The Novel Prize will be awarded to an author whose work is innovative and expands the possibilities of the form. It offers US $10,000 to the winner in the form of an advance against royalties, and simultaneous publication of their novel in Australia and New Zealand by Giramondo Publishing, in the UK and Ireland by the London-based Fitzcarraldo Editions, and in North America by New York’s New Directions.
Professor Ivor Indyk, founding editor and publisher of Giramondo Publishing, said: ‘The Novel Prize collaboration with Fitzcarraldo and New Directions is a reflection of the growing importance of international small-press collaboration. It is a flexing of the muscles if you like, a declaration that, though we are firmly rooted in our regions, and operate on a small scale, we also have a global reach.’
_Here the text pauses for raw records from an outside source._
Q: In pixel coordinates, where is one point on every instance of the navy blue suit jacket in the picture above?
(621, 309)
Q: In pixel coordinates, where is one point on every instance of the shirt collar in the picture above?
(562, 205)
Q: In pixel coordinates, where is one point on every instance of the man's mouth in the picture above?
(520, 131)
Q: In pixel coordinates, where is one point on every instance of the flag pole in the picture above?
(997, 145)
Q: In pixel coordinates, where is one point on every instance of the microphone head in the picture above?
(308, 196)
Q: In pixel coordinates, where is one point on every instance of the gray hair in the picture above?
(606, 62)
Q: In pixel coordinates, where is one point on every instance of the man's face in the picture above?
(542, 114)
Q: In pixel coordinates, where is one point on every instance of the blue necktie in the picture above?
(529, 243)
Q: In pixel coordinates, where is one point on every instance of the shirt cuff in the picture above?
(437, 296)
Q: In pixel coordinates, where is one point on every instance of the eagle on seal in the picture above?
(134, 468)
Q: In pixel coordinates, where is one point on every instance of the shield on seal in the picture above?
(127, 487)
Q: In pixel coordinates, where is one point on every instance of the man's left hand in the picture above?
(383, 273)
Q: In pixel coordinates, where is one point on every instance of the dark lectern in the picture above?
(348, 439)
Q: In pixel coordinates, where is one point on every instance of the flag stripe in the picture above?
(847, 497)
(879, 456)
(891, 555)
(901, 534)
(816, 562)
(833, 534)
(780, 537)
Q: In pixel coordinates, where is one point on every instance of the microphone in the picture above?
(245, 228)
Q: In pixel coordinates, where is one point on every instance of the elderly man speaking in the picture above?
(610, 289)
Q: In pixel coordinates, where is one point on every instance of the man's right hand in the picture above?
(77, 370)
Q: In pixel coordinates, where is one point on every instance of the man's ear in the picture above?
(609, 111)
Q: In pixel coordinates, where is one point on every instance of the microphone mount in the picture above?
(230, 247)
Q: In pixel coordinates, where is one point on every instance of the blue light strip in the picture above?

This is not Giramondo’s first international collaboration. As well as publishing numerous literary works in translation, Giramondo has been involved for many years in literary exchanges with China through the Writing and Society Research Centre at Western Sydney University, and more recently with South America. The publisher also shares a stand at the Frankfurt Book Fair with six international literary publishers from China, Argentina, Spain, Italy, France and the US.
Finding audiences internationally when there’s none at home
The Novel Prize appears well-positioned to address the small readership of literary fiction in Australia as a collaboration between publishers that are known for genre-bending and adventurous books with understandably modest commercial ambitions.
‘If you ask me how literary publishing is going, I would have to say that it is more and more difficult, because our readership, which has always been small, seems to be getting smaller,’ said Indyk.
‘For us, the possibility of surmounting the limitations of the local publishing scene is through international collaborations with like-minded publishers in other and more adventurous countries.’
Indyk sees this form of international collaboration ‘as a way of breaking through the conservatism of the Australian publishing scene’.
He continued: ‘Some countries – the Latin American countries for example – have a much stronger tradition of innovative literary writing than we have. At the same time, there is now a lively market for literary translations among small presses, and we have been actively involved in this,’ he said.